When we moved into our last house, I had a vision for my kitchen and family room. Those “two” rooms were a large open space, divided by a bar-height counter and a set of upholstered bar stools. Now keep in mind that this was the nineties.To coordinate with my rose and green plaid drapes and couches, I wanted an old-fashioned small print floral wallpaper inside two glass doored cabinets and on the bulkhead above. While I like to design, I am not very good at implementing projects like painting and wallpapering. So I asked around and called the paper hanger that was most highly recommended.

I can no longer remember his name, though “Jim” pops into my head. He was of retirement age with white hair and a nasty case of diabetes, but he was still working full-time. When he arrived in his rusted and dented panel truck, he spent some time examining the wallpaper rolls I had purchased. Then he began hauling out all manner of sawhorses and drop cloths and tools.  By noon he had converted my garage into an elaborate workroom.

By 5PM he had finished measuring and preparing the walls. I figured he would start pasting up the wallpaper the next morning. I was wrong. He did arrive by 8AM, but he still had more prepping to do. I asked him why it was taking him so long to prep. He said, “I’ve been doing this a long time. More’n forty years.
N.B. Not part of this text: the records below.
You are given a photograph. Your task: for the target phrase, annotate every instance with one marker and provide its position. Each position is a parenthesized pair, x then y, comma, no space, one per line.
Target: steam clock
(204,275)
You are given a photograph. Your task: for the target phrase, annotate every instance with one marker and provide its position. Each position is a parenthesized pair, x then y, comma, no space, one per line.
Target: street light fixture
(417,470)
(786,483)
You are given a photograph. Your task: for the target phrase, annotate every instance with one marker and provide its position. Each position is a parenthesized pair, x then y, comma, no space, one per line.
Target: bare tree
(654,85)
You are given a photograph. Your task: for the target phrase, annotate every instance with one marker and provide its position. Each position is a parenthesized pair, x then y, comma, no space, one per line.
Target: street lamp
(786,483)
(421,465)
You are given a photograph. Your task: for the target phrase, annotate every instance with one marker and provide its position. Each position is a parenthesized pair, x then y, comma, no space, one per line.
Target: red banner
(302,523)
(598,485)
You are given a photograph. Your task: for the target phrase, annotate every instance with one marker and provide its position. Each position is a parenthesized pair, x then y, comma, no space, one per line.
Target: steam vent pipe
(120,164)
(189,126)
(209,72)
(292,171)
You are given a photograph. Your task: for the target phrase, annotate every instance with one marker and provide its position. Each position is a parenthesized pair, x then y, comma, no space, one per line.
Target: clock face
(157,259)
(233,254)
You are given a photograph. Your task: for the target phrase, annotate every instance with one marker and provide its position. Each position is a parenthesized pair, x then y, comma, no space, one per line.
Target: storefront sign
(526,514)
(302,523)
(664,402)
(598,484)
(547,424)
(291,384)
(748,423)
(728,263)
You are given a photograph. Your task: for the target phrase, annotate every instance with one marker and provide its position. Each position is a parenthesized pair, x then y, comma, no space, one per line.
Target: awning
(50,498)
If I spend my time prepping, the job will go quickly and there won’t be any mistakes.”

I probably rolled my eyes when I left the room. But once he started putting up the pretty wallpaper, I was able to watch him complete the room, even with a trim border, in an hour. One hour to wallpaper my kitchen. And it looked perfect, with invisible seams and absolutely no bubbles. Clean edges.

Later, I had him wallpaper my kids’ bedrooms, too, and he did the same excellent job by putting the focus on the prep, not on the final step.

Whenever I have a job to do, I tend to think back to Jim and what he taught me with his work technique. His method can be applied to many projects.

In fact, I was thinking today about how writing a book is turning out to be like paper hanging Jim’s way. By writing 200,000 words in scenes ahead of time, and by taking the time to really plan out how to structure it all, I suspect that when I put it all together, that will be the fastest part of the writing.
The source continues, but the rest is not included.